Monday, April 4, 2011

Going green...stinks.

Target is selling seeds for vegetable gardens. Wal-Mart is selling fertilizer. Even the corner drug store is in on it, marketing wildflowers. I have to admit, I am suspicious of buying seeds at a department store, big box store, or a corner drug store. My parents had a rather large garden while I was growing up and they purchased all their seeds at a garden store. The kind of store that smelled like fertilizer, miracle-gro and cow manure. Stores that smelled like a place to buy seeds. Stores that stacked bales of hay and bags of peat moss, just for children to climb in and pretend all sorts of glorious adventures while their parental units discussed the advantages of one kind of tomato plant over another.

I think my parents had a book about growing a garden, because somewhere they found instructions on composting. This idea of composting has kept with me. I compost. I do not have a garden, but I have some wonderful compost. I take food scraps and toss them in a pile, turning the pile on a periodic basis, i.e. whenever I feel like it. It is a thoroughly laid-back process, which is perfect for me.

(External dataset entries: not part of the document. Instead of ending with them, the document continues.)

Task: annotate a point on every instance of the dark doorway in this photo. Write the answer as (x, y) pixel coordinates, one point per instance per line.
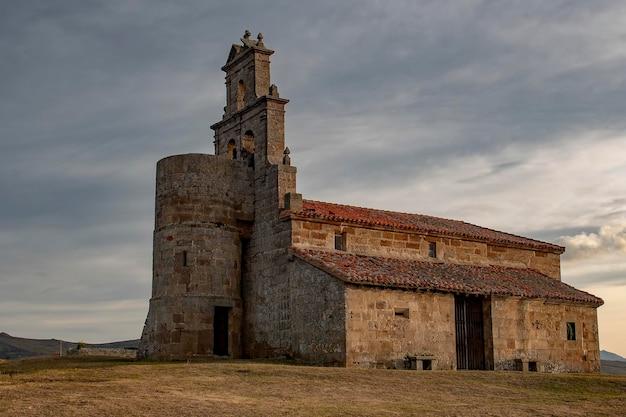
(220, 331)
(470, 340)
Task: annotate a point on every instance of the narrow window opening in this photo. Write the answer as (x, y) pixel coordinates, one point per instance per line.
(401, 313)
(241, 92)
(340, 241)
(432, 249)
(571, 330)
(231, 151)
(220, 331)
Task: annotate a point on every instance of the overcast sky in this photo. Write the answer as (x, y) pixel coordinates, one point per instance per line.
(505, 114)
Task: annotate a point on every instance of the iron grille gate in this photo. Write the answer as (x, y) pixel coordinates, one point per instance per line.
(470, 342)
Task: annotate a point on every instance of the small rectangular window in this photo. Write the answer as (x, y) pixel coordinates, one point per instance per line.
(340, 241)
(432, 249)
(571, 330)
(401, 312)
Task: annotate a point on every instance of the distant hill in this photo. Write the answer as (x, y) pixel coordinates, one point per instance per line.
(18, 347)
(609, 356)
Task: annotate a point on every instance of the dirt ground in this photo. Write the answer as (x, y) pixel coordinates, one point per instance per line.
(106, 387)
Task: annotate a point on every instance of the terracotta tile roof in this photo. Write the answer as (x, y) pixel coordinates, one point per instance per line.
(415, 222)
(438, 276)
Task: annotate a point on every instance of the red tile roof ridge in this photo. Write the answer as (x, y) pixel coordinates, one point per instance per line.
(422, 274)
(417, 222)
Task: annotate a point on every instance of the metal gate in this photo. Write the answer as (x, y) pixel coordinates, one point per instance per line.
(470, 341)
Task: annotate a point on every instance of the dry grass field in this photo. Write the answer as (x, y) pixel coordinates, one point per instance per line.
(114, 387)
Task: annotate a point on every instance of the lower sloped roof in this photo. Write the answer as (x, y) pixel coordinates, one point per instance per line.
(439, 276)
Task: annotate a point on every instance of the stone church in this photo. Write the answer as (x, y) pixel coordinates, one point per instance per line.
(244, 267)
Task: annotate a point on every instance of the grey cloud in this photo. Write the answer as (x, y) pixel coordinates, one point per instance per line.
(608, 239)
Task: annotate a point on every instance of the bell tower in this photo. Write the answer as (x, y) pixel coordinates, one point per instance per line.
(253, 125)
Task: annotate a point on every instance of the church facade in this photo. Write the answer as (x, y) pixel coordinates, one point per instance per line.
(245, 267)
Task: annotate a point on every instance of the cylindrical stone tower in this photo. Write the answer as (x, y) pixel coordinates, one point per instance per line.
(202, 205)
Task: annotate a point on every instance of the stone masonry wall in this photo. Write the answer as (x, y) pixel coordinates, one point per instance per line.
(318, 314)
(266, 289)
(406, 244)
(201, 201)
(384, 326)
(533, 331)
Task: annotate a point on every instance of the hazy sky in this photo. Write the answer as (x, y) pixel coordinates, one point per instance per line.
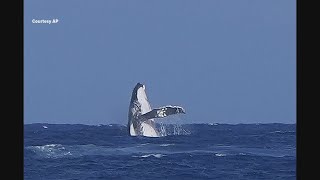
(224, 61)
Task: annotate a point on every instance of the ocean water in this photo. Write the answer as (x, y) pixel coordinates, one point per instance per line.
(187, 151)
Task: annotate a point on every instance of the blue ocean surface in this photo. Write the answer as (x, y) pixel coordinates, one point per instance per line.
(187, 151)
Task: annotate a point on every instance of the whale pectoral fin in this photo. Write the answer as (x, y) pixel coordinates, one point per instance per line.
(163, 112)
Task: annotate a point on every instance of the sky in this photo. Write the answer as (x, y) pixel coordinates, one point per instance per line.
(224, 61)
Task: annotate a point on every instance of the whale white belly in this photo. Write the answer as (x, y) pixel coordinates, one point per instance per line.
(148, 130)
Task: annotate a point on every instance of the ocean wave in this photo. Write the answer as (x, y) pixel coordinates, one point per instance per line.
(165, 145)
(149, 155)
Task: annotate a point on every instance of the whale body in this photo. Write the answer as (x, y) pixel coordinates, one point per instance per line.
(141, 117)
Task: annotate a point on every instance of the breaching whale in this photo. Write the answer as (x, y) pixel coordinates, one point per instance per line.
(141, 116)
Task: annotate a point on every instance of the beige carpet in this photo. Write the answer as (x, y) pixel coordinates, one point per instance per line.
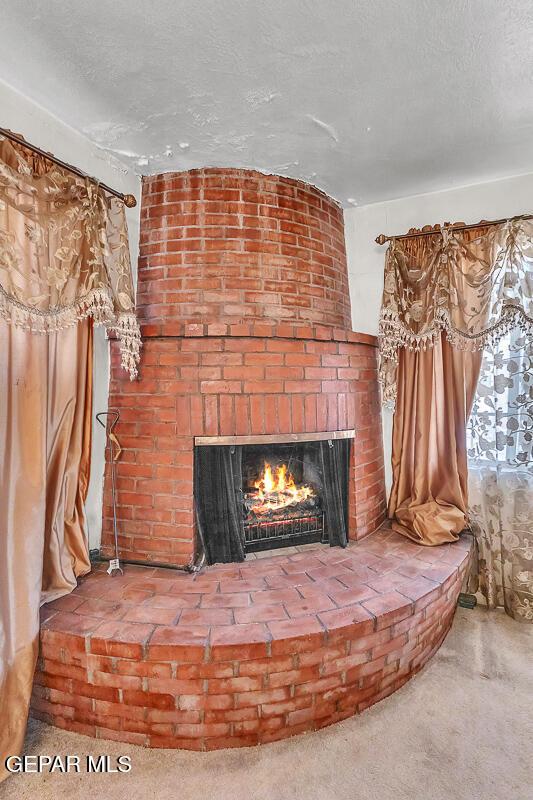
(461, 730)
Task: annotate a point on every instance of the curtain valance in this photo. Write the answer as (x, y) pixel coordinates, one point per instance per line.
(475, 285)
(64, 252)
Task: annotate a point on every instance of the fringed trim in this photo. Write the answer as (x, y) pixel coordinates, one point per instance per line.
(129, 335)
(98, 304)
(393, 335)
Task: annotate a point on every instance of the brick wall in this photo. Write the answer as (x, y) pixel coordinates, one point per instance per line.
(243, 296)
(234, 386)
(221, 245)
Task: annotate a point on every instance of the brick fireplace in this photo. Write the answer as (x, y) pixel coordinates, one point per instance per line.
(244, 302)
(248, 358)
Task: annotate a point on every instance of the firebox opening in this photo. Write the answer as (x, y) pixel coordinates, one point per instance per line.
(262, 496)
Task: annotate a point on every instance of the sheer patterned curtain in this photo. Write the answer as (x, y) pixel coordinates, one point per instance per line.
(500, 454)
(448, 295)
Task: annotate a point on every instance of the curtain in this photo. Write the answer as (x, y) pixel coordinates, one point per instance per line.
(335, 458)
(64, 252)
(218, 499)
(429, 497)
(446, 295)
(500, 452)
(64, 264)
(45, 415)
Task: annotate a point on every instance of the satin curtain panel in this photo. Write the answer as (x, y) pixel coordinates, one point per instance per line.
(45, 437)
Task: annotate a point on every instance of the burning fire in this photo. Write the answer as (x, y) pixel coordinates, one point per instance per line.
(278, 490)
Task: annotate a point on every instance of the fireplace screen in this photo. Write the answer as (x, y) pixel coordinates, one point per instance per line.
(263, 496)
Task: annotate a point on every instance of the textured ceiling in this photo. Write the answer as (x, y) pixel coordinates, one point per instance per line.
(368, 99)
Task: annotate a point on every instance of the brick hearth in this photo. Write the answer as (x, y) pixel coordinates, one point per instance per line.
(243, 295)
(244, 653)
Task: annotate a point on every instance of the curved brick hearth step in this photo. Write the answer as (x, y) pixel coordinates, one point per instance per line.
(247, 653)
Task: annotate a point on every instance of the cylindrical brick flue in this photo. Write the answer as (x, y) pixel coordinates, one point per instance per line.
(231, 245)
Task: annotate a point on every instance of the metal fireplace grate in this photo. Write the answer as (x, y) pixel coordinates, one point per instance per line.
(272, 533)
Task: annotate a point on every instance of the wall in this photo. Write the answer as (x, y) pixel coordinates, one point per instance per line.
(468, 204)
(39, 127)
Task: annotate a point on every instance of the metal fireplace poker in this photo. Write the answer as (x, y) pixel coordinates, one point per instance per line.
(114, 451)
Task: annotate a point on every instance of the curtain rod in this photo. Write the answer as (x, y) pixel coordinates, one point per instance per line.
(128, 199)
(381, 239)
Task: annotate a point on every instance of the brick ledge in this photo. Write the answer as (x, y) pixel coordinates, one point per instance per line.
(258, 330)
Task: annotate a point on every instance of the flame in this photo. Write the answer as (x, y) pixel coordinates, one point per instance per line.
(276, 491)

Mom and dad read about composting and decided to try it themselves. They, of course, did it by the book. They first bought a bale of hay. This was a glorious thing, since we no longer had to go to the garden store to have grand adventures; we had them in our own back yard, with our very own bale of hay. Sometimes that bale of hay was a horse, a mountain to climb, or a boat to row across a shark-infested ocean. Oh what a glorious time that with our bale of hay; until mom and dad sacrificed it upon the compost pile. Following the articles advice, layers of food scraps were alternated between layers of hay. Layer after layer, until the entire, wonderful, imagination-fueling bale of hay was reduced to a pile of fermenting food scraps.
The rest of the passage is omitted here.